Rule #5: Don't declare bankruptcy.
So after all this "extensive research" on bankruptcy: I've come to the obvious conclusion. Don't do it! Declaring bankruptcy isn't worth it the vast majority of the time. There are lots of other ways to restructure debt or come to arrangements with creditors that cost very little or nothing at all.
Bankruptcy is a legal procedure, so it should only be employed in the event that we need to perform legalese gymnastics. I've come to the conclusion that if you aren't being sued by your creditors you probably don't need to declare bankruptcy. If you are being sued and declaring bankruptcy is cheaper than going to court (likely) and losing (even more likely), you should probably declare it to sidestep the lawsuit.
Another example would be someone who doesn't want their assets (house/car) to be repossessed and liquidated. By declaring Chapter 13 users can potentially avoid losing their property to the entities they owe money (just don't miss a payment). You can't accomplish this with Chapter 7 because Chapter 7 automatically liquidates all your assets before the remaining debt is forgiven.
Holy crap... crypto though!
Now that I think about it there will likely be some crazy things that happen with crypto in this regard. Imagine someone loading up on a ton of debt, throwing it all into crypto, and then claiming they lost all the money through gambling or a hack or whatever. When their creditors sue them they declare chapter 7 bankruptcy and the court can't liquidate any of the crypto because they don't even know if it exists or not. That would be pretty insane. I bet this has actually already happened dozens of times and no one has been caught yet (or it was never reported widely). Food for thought.
My experience with crippling debt?
Back in the day I was living off of credit cards and wracked up way more debt than I could pay back. What did I do? I just didn't pay it back. Did I declare bankruptcy? Didn't have to. Once credit card debt gets sold to collections (pennies on the dollar at auction) you can no longer be sued for it.
Now over four years later my credit score is back in the "good" range because all that bad debt has dropped off my record. I certainly wouldn't recommend doing this on purpose but in my case it worked out just fine.
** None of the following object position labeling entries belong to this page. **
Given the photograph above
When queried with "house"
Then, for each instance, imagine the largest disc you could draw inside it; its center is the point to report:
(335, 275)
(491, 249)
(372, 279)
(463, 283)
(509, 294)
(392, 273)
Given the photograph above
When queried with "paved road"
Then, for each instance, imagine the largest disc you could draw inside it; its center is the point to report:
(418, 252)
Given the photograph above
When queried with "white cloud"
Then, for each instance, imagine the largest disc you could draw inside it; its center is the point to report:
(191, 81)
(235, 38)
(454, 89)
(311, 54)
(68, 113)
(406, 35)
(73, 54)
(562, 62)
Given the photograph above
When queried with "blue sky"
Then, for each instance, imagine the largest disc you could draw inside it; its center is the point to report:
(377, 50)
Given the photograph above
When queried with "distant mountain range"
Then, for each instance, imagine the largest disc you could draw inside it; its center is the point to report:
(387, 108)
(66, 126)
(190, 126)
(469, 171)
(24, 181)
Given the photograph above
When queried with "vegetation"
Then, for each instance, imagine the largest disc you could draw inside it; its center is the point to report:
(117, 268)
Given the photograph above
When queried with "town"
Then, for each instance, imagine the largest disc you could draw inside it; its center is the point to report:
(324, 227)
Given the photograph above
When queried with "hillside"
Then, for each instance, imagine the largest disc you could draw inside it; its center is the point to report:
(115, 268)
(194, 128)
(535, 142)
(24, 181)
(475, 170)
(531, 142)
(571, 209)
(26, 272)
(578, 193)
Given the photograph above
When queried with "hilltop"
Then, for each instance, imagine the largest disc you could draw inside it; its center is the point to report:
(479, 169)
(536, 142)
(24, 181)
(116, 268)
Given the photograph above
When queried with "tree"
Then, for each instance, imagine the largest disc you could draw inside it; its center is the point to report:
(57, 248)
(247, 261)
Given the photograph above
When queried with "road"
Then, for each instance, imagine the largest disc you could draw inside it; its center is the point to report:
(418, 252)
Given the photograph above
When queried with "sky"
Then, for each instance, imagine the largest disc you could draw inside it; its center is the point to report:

I borrowed a lot of money, never paid it back, and everything is already back to normal.
Again, bankruptcy is often only needed when you're being sued, and this doesn't happen very often because suing someone is expensive (especially if it's only for a couple thousand dollars here and there across multiple sources). More often than not creditors will just cut their losses and sell the debt to collectors. That way they don't have to pump even more money trying to reclaim debt that they might not get back anyway.
It's pretty messed up, because I know multiple people who have declared bankruptcy, and after the research I've done here I'm left wondering if that was even the right move for them. I don't remember them being in any legal trouble or at risk of losing valuable collateral.
Unfortunately, it seems like we can't even necessarily trust bankruptcy lawyers to be straight with us to give us proper advice. After all, their salary depends on people declaring bankruptcy, so there's a major conflict of interest there when it comes to picking the correct option considering the individual's specific situation.
While you personally may never need to think about declaring bankruptcy, surely someone you know will have to. Hopefully armed with this knowledge you can give your friends and family the proper warnings when it comes to this legal procedure.